President Nana Addo Dankwa Akufo-Addo, delivering his final State of the Nation Address (SONA), has projected a 6.3% growth in Ghana’s economy for 2025. He also addressed the country’s economic indicators, including the Debt-to-GDP ratio, as part of his economic outlook.
He also announced that the country’s debt-to-GDP ratio is expected to decline to 74%, signaling a shift toward fiscal stability after years of economic turbulence.
The President emphasized that Ghana has made significant strides in recovering from past crises. He credited the progress to reforms and policies implemented during his tenure. Key sectors such as agriculture, mining, and industry are expected to drive the projected growth. These gains, including the positive Debt-to-GDP outlook, are supported by recent investments in infrastructure and efforts to diversify the economy.
This announcement follows the Finance Minister’s presentation of the 2025 Expenditure in Advance of Appropriation to Parliament on January 2, 2025. The mini-budget, which seeks approval for GHC 68.1 billion, is designed to cover essential expenses, including salaries and statutory payments. After delays caused by political stalemates, the presentation has provided some relief to stakeholders eager for economic stability.
The projected debt-to-GDP ratio of 74% underscores ongoing efforts to manage public debt and improve revenue mobilization. This marks a notable improvement from previous years when Ghana struggled with soaring debt levels due to economic shocks and pandemic-related borrowing. Fiscal reforms, enhanced tax collection systems, and strategic expenditure cuts have contributed to this progress, reflecting a more disciplined approach to economic management under the current administration.

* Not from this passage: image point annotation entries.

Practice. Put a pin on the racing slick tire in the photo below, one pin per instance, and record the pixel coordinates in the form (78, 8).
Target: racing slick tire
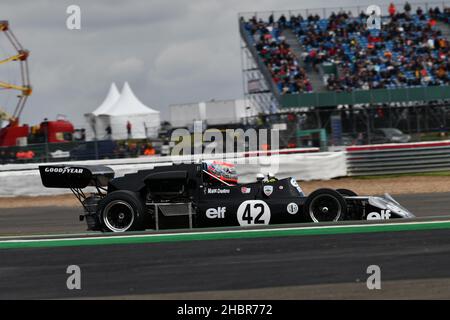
(121, 211)
(325, 205)
(347, 192)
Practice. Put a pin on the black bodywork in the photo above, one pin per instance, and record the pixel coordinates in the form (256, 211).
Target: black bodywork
(185, 195)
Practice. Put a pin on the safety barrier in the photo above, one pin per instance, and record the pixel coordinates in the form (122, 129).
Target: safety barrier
(398, 158)
(303, 164)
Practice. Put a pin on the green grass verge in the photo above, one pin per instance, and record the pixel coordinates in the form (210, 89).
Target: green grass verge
(222, 235)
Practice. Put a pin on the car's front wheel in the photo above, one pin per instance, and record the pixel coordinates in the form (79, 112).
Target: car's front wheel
(325, 205)
(122, 211)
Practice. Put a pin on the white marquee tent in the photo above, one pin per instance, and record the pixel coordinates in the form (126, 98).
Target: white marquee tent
(97, 126)
(116, 113)
(128, 108)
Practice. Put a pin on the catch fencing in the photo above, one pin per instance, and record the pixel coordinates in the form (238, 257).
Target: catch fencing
(398, 158)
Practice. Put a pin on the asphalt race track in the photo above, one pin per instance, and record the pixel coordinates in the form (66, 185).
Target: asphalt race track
(414, 264)
(65, 220)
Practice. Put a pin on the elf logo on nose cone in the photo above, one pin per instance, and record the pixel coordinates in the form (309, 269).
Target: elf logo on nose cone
(213, 213)
(384, 215)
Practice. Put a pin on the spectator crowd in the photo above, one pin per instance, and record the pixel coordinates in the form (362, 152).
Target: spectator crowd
(408, 50)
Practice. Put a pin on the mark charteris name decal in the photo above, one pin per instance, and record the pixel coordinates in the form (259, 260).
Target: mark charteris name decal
(217, 191)
(64, 170)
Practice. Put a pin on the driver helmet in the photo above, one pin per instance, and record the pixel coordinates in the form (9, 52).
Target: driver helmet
(259, 177)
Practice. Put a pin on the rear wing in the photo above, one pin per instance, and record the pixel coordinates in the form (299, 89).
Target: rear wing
(75, 177)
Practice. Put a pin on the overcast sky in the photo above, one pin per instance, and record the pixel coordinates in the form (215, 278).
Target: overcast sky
(171, 51)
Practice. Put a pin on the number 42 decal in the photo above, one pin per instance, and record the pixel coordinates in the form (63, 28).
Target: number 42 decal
(253, 212)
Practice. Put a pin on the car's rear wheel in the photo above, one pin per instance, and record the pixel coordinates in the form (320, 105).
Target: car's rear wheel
(122, 211)
(325, 205)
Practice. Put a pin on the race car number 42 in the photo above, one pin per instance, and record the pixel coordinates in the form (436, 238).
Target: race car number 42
(253, 212)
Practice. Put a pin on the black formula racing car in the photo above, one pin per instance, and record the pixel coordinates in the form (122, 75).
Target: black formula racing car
(206, 195)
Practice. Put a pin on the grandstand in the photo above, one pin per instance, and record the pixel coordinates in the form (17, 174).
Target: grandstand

While the President offered a positive outlook for the economy, he acknowledged the pressing challenges of inflation, unemployment, and rising living costs. Addressing these issues will require sustained policy efforts, including measures to stabilize food prices, generate sustainable employment opportunities, and lower the overall cost of living. Only by tackling these challenges can the full benefits of the projected economic recovery and a healthy Debt-to-GDP ratio be realized.